BP tops the list in part because of continuing problems at its Texas City refinery, which was taken off line for about a year as the company spent $1 billion to upgrade the plant’s safety.
No other refiner approached the number of OSHA citations that BP has run up since 2007.
Sunoco was cited for 127 alleged violations, but only eight of these were considered serious enough to be classed as "willful", the Center for Public Integrity said. ConocoPhillips was cited for 119 violations, of which only four were deemed willful. Citgo Petroleum was cited for 101 violations, including two willful violations, according to the Center.
BP was convicted of a felony violation of the Clean Air Act in the Texas City explosion. It was also found guilty of a misdemeanor violation of the Clean Water Act after a pipeline leak in Alaska caused a 200,000 gallon onshore oil spill in 2006.

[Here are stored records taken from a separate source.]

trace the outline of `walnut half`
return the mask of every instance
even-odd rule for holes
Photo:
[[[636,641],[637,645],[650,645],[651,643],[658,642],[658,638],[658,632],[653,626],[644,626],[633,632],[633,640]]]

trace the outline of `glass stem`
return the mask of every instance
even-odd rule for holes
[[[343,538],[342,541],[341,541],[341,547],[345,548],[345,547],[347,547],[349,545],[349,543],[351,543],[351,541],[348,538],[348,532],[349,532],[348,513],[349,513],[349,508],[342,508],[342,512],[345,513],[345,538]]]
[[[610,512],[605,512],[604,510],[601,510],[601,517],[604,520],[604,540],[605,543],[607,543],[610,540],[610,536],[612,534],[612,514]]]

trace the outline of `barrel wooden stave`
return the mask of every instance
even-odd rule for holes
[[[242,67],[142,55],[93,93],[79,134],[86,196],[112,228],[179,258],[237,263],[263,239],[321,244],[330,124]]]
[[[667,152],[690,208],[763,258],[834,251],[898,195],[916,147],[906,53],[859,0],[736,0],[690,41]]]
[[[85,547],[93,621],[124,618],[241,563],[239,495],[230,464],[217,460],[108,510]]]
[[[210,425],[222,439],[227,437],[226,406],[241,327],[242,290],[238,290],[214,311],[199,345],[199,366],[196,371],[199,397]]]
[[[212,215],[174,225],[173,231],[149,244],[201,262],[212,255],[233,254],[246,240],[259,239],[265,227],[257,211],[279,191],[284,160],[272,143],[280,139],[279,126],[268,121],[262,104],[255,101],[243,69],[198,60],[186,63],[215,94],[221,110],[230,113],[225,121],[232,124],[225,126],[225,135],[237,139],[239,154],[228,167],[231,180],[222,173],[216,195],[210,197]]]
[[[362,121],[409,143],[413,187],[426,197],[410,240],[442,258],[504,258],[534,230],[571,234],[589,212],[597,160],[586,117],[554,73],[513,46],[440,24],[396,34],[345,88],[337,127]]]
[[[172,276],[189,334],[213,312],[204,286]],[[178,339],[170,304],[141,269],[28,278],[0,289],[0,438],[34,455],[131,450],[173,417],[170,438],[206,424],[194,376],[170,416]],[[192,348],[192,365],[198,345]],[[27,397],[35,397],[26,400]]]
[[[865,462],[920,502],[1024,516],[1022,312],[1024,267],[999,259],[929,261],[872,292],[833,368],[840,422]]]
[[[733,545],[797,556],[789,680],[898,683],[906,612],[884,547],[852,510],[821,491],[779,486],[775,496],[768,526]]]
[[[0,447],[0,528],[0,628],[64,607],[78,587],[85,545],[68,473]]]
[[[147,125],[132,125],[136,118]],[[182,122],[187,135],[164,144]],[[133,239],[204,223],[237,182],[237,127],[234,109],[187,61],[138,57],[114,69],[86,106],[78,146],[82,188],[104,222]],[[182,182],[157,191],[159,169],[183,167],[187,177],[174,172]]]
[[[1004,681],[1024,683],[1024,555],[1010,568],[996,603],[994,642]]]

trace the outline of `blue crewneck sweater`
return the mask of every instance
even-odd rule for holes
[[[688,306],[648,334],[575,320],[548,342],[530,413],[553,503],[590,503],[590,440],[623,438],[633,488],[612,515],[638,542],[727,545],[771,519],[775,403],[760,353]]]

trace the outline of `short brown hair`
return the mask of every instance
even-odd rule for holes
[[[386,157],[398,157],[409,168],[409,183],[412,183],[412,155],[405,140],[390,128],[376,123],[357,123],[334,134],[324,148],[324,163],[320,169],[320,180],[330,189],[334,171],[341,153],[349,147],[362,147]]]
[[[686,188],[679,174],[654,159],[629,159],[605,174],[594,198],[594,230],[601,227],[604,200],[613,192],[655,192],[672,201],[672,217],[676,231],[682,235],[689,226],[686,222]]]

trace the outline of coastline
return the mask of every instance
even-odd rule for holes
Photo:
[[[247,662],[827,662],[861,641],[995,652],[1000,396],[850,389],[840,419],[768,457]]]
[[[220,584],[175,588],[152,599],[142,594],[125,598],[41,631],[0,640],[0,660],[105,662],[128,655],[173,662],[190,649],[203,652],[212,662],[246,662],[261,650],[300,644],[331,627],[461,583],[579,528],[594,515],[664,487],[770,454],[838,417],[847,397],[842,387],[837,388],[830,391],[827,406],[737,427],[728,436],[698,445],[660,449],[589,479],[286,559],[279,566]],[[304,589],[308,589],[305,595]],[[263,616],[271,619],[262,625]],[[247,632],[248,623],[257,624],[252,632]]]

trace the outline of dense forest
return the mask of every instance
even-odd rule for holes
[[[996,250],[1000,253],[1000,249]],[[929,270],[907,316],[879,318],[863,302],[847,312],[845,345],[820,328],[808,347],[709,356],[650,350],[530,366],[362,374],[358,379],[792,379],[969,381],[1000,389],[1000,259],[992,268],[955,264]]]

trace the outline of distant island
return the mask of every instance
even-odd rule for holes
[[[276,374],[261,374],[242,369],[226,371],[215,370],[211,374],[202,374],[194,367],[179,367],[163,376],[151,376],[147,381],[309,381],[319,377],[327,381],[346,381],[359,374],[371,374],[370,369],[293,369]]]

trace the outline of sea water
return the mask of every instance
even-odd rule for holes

Refinery operations are inherently dangerous, as seen in April when a fire at a Tesoro plant in Anacortes on the US West Coast killed seven people. The cause of that fire is still under investigation, according to OSHA. And only last week a contract worker at BP’s Rotterdam refinery in the Netherlands was killed after being crushed by a piece of concrete.
BP's safety record came under fire last week when Chief Executive Tony Hayward appeared before a Congressional committee in Washington to testify on the Gulf of Mexico oil spill (OD Jun.18,p1). Hayward was criticized in particular for failing to make good on a promise he made to focus on safety "like a laser" when he became chief executive in May 2007.